Everyone knows it's easier to dish out advice than to take it. And
that it's also easier to give advice to friends than to follow your
own. So I thought I'd maybe try to consult myself with dilemmas I've
had in the past with the knowledge I've gained in the years since. Hey,
now I'm older, wiser and way more debauched—I mean, experienced—so why
shouldn't I follow my own advice?
Dear Holoholo Girl,
I like a boy in my class. He is
super fine. But he doesn't even know I exist. I sent him a secret
Valentine once but he just crumpled it up, lifted the lid on his desk
and threw it inside. Sometimes I wait for him after school but when he
comes out, he and his friends just hop on their Huffy dirt bikes and
nearly run me over, cackling like hyenas. The Sadie Hawkins dance is
coming up and I want him to go with me, because I just know we're going
to get married someday. We're, like, totally destined 2 B 2-gether
4-ever. But first, how do I get him to notice me?
-Seriously Crushing, 1982
Dear SC '82,
It's been my experience that guys, like monkeys, respond most to
irregular bouts of affection interspersed with being ignored
completely. It's okay to show him you're interested but then walk away
and do the pogo on your own. And it's possible he may never come around
but so what? Unrequited love is as old as the hills. It's also the
stuff of great art. Literature, film and music have all benefited from
the longing, unmet gaze of burning desire. Where would the world be
without Dante's The Divine Comedy, King Kong
and the blues? Ah, but this is, like, totally not helping you right
now, is it? It's been said that love not reciprocated can lead to
depression, anxiety, mood swings and stalking. But I say, all that
lovelorn torture builds character. So get 'em, girl! Keep rockin' that
side-ponytail and frosted pink lipstick and he'll either come around,
or you could be part of the next great American epic—like Monica
Lewinski!
Dear Holoholo Girl,
My boyfriend is constantly trying to get
me to have a threesome with him and one of my girlfriends—or really,
just any girl. I'm not opposed to the idea but going for my science
degree at UC Santa Cruz has me busy with schoolwork. Plus, I've failed
my first class—chemistry—not just once but three humiliating times. I
fear between my boyfriend's pressuring, my mom's bragging to her
friends about my impending "doctor" status, coinciding with my suddenly
discouraging scientific ineptitude, maybe I won't be able to please
everyone and this is disappointing to me. Plus, the chicks here don't
shave and I find that slightly unattractive, not to mention unsanitary.
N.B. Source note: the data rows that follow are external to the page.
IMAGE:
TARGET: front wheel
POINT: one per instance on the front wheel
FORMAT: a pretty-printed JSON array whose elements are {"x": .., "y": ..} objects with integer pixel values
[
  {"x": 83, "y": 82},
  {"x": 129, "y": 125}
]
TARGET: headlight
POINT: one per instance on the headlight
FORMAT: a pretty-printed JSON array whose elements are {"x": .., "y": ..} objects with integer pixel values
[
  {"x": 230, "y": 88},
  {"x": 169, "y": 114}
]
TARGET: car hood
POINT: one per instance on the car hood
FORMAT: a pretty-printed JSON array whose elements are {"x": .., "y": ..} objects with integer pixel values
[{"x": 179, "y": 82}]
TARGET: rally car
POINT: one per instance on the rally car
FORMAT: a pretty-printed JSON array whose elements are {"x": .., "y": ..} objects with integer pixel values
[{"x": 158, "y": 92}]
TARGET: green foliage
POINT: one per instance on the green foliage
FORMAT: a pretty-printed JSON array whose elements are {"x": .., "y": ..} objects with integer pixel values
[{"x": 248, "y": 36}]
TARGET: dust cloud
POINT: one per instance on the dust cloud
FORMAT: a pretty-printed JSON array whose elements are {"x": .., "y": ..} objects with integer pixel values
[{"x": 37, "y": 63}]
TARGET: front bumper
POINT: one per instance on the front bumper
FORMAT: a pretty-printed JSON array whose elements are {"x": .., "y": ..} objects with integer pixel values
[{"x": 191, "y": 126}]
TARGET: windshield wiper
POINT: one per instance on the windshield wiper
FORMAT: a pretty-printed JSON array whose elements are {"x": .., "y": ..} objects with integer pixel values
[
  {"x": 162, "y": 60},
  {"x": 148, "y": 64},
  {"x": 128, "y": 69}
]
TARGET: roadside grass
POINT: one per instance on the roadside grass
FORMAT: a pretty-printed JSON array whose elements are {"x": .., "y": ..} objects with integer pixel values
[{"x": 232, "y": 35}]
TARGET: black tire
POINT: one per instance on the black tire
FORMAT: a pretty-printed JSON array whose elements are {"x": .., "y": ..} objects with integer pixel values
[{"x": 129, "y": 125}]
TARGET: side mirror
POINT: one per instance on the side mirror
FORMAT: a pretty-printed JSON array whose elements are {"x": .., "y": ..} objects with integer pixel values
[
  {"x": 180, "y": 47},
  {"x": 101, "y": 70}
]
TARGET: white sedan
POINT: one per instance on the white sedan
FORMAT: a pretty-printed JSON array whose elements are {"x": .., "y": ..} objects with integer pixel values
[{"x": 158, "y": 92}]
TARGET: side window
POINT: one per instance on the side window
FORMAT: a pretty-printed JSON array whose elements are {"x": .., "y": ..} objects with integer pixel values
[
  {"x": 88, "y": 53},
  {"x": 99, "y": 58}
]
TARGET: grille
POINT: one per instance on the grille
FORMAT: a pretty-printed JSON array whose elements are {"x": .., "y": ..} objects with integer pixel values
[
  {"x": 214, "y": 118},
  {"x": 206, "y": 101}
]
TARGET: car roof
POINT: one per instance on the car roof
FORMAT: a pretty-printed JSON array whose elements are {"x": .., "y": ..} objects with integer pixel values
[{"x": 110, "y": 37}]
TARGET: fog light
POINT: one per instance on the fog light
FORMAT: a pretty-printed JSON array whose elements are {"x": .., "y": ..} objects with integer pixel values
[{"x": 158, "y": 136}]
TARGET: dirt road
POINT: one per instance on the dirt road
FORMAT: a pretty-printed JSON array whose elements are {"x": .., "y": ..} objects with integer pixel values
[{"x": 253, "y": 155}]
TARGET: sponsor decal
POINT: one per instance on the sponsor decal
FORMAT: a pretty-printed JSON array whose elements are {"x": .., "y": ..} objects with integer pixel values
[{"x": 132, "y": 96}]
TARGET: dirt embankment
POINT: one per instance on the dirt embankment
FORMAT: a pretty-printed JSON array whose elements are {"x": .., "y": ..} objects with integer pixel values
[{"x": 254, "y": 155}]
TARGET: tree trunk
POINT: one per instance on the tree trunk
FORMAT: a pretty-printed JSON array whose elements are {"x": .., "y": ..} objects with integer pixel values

-Scholastically Cracking, 1994
Dear SC '94,
While excessive partying and risque socializing in college is to be
expected, it sounds like you should be focusing more on the
experimenting in your chemistry lab and less in your personal
dysfunctional relationship. If he's trying to help you experience more
of life in a balance between the scholastic and the sensual, that's one
thing. But if he's withholding his love and support for his own selfish
gains while holding you back from your potential career, that's
entirely another. Besides, who the hell has a boyfriend while they're
going to college anyway? What the hell were you thinking??
Dear Holoholo Girl,
I finally have a job I love—hurray! But
while my mother has accepted the fact that I may not ever get married
or have children, I am deeply disturbed by this knowledge. What if
she's right? I am happily single, but everywhere I look, success seems
to be measured by how closely we achieve the (I believe) outdated
American Dream: career, marriage, house, kids, and obscure kitchen
utensils. Who says life can't be fulfilling without all that baggage?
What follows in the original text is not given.